Nor did the Coleson plaintiff’s July 2015 medical report establish proximate cause. The plaintiff claimed to have taken Risperdal around only 2009-10. Throughout 2010 to 2014, the plaintiff took risperidone. In early 2014, the plaintiff switched to a different antipsychotic, which is also associated with cases of gynecomastia. The plaintiff was diagnosed with gynecomastia only in early 2015, and the medical report to which the plaintiff points indicates the plaintiff had taken both risperidone and the other antipsychotic. This report does not state which, if any, of these drugs was responsible for the plaintiff’s injury.
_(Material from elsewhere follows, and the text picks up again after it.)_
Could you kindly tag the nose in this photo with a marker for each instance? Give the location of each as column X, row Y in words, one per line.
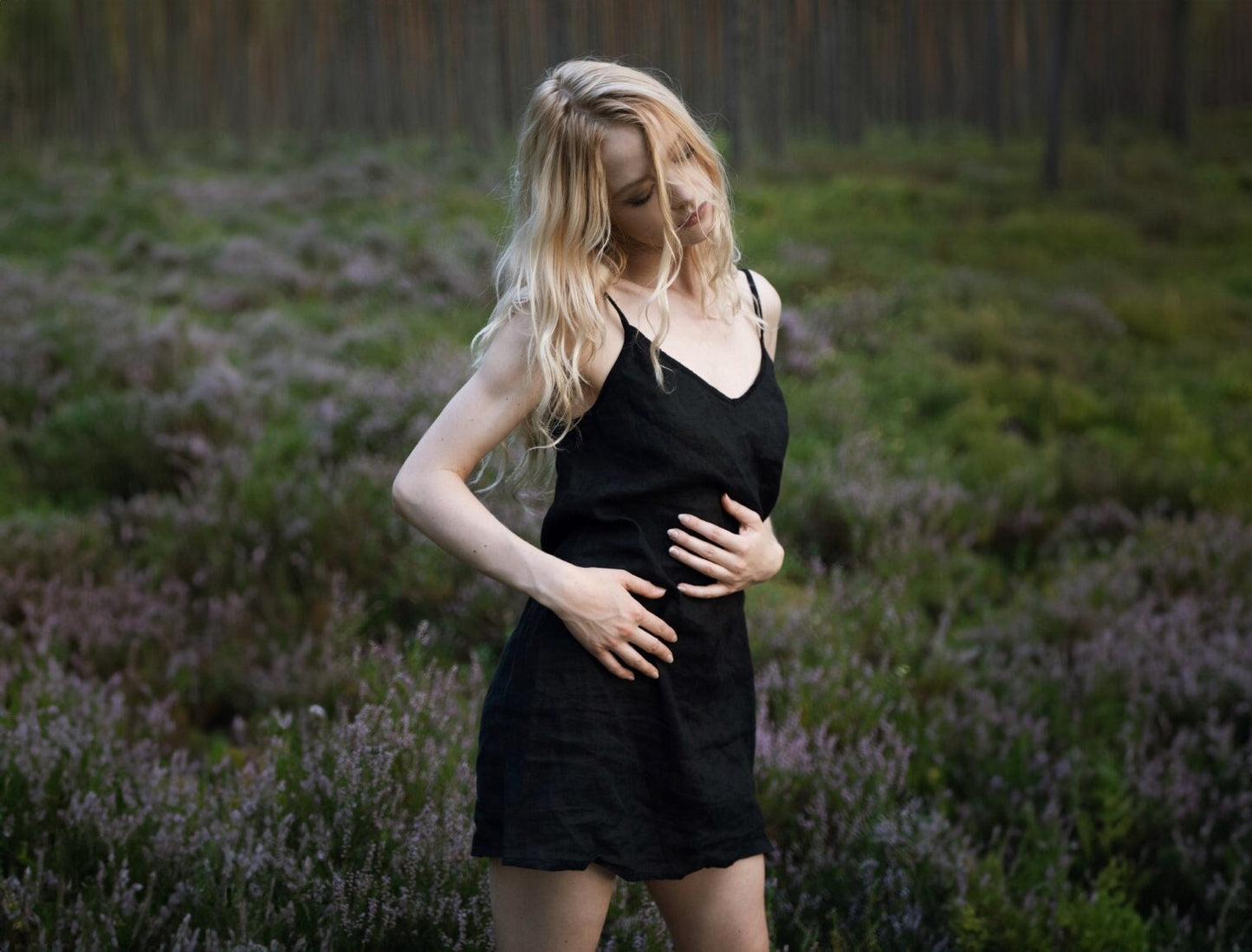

Without competent medical expert testimony on the issue of causation, a jury would be left only to “theorize” as to how the plaintiff came to suffer from gynecomastia. Id. Accordingly, the defendants’ motion for summary judgment was granted.

 

So what we have here is a good result from a smart court.  That decision was made a bit easier because a pro se plaintiff sued the wrong party, hired no expert who would render some frail opinion on ‘substantial causative factor,’’ and failed to assemble decent evidence of usage.  What’s that saying about someone who acts as his own lawyer?